Die Agrarfirmen und Lebensmittelkonzerne kennen die Macht der Bilder. Vertriebene Menschen, verstörte Affen, zerstörte Wälder, die Palmen-Wüsten – sie sind Gift für das Image multinationaler Konzerne. Deswegen versuchen mehrere Initiativen, Palmöl nachhaltiger zu machen und zu zertifizieren. Viele große Palmölkonzerne und ihre Kunden sind Mitglied beim „Runden Tisch für nachhaltiges Palmöl“(RSPO), der sich für eine nachhaltige Palmölproduktion einsetzt und Plantagen zertifiziert. Der „Runde Tisch“ging aus einer Initiative des WWF hervor. Klingt erst mal gut, allerdings klafft eine Lücke zwischen Anspruch und Wirklichkeit.

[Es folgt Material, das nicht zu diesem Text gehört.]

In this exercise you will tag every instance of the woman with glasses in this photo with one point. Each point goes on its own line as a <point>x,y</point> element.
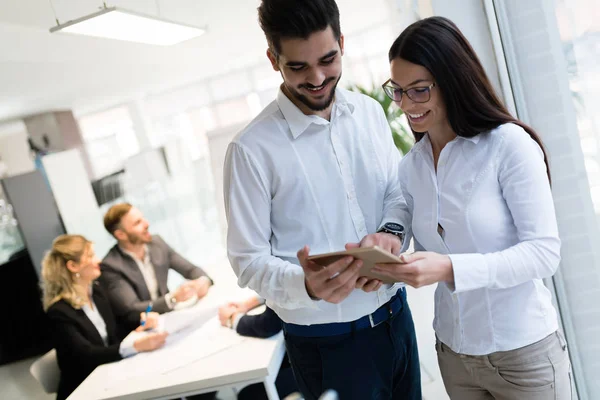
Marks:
<point>82,321</point>
<point>480,211</point>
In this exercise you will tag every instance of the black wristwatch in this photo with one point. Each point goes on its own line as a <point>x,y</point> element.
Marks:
<point>394,229</point>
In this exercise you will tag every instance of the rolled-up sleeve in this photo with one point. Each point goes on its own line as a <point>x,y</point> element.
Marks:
<point>248,211</point>
<point>396,206</point>
<point>526,190</point>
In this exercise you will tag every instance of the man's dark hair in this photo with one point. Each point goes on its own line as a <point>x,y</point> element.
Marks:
<point>296,19</point>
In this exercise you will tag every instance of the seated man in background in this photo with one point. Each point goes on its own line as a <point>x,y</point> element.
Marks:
<point>135,270</point>
<point>263,325</point>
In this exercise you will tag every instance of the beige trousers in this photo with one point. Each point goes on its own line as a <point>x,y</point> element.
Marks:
<point>540,371</point>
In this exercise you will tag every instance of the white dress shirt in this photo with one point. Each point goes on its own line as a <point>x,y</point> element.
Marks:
<point>292,180</point>
<point>147,270</point>
<point>126,347</point>
<point>492,198</point>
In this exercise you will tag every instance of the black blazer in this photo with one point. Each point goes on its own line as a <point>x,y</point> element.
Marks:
<point>79,347</point>
<point>125,284</point>
<point>263,325</point>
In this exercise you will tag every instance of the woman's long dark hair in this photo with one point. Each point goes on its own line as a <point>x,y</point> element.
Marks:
<point>472,106</point>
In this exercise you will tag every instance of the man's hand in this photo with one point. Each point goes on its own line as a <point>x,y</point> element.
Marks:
<point>332,283</point>
<point>385,241</point>
<point>419,269</point>
<point>226,314</point>
<point>150,342</point>
<point>246,305</point>
<point>151,321</point>
<point>200,286</point>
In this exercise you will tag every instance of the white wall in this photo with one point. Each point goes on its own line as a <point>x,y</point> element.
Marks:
<point>14,149</point>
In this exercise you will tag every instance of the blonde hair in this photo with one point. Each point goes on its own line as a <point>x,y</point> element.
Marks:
<point>112,218</point>
<point>57,280</point>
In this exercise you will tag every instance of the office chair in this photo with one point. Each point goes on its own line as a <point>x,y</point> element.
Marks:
<point>45,370</point>
<point>328,395</point>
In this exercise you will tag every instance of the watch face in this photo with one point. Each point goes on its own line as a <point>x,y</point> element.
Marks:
<point>394,226</point>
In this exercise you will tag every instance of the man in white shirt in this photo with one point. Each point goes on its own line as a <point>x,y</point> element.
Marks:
<point>135,270</point>
<point>318,167</point>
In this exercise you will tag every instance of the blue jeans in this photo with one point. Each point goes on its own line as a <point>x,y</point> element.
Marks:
<point>367,364</point>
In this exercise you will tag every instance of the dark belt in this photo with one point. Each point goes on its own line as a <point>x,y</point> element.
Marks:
<point>382,314</point>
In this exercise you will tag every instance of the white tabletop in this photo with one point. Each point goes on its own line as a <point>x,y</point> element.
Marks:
<point>244,361</point>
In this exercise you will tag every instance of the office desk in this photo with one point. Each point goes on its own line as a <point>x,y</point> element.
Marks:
<point>250,361</point>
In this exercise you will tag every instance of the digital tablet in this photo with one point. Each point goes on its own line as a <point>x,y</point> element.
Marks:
<point>369,255</point>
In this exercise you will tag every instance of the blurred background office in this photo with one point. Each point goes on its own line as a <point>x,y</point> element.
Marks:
<point>88,121</point>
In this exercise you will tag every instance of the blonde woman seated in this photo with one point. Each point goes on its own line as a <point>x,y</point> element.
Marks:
<point>82,321</point>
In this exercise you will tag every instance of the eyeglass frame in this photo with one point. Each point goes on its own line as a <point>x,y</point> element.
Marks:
<point>403,92</point>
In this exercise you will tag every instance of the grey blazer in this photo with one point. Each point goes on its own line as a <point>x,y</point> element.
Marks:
<point>125,285</point>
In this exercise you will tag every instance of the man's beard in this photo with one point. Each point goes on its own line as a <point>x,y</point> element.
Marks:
<point>136,239</point>
<point>323,105</point>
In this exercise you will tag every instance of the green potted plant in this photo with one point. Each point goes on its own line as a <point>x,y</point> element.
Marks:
<point>403,139</point>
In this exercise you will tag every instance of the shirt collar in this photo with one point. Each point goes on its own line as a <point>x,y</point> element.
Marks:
<point>299,122</point>
<point>475,139</point>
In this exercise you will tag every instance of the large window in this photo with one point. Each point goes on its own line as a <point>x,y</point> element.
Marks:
<point>109,139</point>
<point>552,51</point>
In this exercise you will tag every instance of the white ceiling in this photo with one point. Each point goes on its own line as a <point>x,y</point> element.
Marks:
<point>40,71</point>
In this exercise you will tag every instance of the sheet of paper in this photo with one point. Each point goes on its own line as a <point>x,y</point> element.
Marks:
<point>211,338</point>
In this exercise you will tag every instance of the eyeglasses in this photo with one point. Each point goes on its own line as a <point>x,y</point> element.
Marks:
<point>417,94</point>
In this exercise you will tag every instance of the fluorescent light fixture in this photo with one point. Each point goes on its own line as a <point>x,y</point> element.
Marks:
<point>116,23</point>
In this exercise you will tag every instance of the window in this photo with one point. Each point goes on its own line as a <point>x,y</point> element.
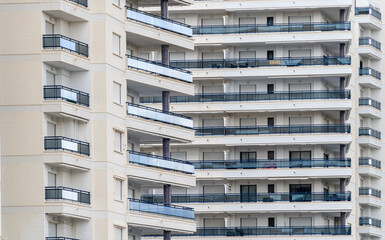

So sei etwa das Palmöl des asiatischen Wilmar-Konzerns zertifiziert, sagt der Hamburger Verein „Rettet den Regenwald“, obwohl der Hunderttausende Hektar Palmölplantagen im Regenwald betreiben würde und einer der Lieferanten von Unilever sei. Kein Wunder, dass das Image vom RSPO grottenschlecht ist. Dass sich die Konzerne hier trotzdem so wohlfühlen, hängt offenbar mit den butterweichen Standards zusammen – und „selbst die werden nicht konsequent umgesetzt“, bemängelt Greenpeace. So sehen die RSPO-Kriterien unter anderem vor, dass man sich „an Gesetze halten“ und schutzbedürftige Wälder (alle anderen schon) nicht abholzen soll. Es gebe kein Anbauverbot für Ölpalmen auf Torfmoorböden, obwohl dadurch gigantische Mengen klimaschädlicher Gase frei werden. Und auch ein Verbot von gefährlichen Pestiziden gebe es nicht. Wer so formuliert, da sind sich die Kritiker einig, verfolgt nur ein Ziel: Greenwashing! Selbst das „Forum nachhaltiges Palmöl“(FONAP), in dem auch das Landwirtschaftsministerium vertreten ist, und das die RSPO-Zertifizierung anerkennt, gesteht ein: Der RSPO, das derzeit am meisten genutzte Zertifizierungssystem für nachhaltigeres Palmöl, geht vielen Mitgliedern nicht weit genug. Inzwischen gibt es deswegen die sogenannte „Palmoil Innovation Group“, die zeigen will, dass die Ölproduktion auch ohne Regenwaldzerstörung geht. In der Gruppe sitzen ebenfalls Hersteller wie Umweltschützer. Für den Verbraucher ist das alles kaum durchschaubar. Ihm bleibt nur, auf die Zutatenliste der Produkte zu gucken. Und da Palmöl seit 2014 in der EU als Inhaltsstoff genannt sein muss, die Finger davon zu lassen. Mindestens kann man aber auf BioProdukte ausweichen, die allerdings auch nicht frei von Kritik sind. Denn wie nachhaltig kann ein Produkt sein, das Tausende Kilometer entfernt angebaut und nur deswegen verwendet wird, weil es billig ist? Vor 30 Jahren sprach kein Mensch über Palmöl, da reichten auch Raps-, Sonnenblumenund andere heimische Öle aus – und das auch noch in viel geringeren Mengen. Und ein Herd, um die regionalen Produkte zuzubereiten. Wir sollten uns darauf rückbesinnen. Auch aus egoistischen Gründen. Weil Umweltzerstörung, Klimawandel, Rohstoffhandel oder Landraub zu den Hauptgründen gehören, warum Menschen aus ihren Heimatländern fliehen. Und damit Sumatra-Tiger und Orang-Utans eine Überlebenschance haben.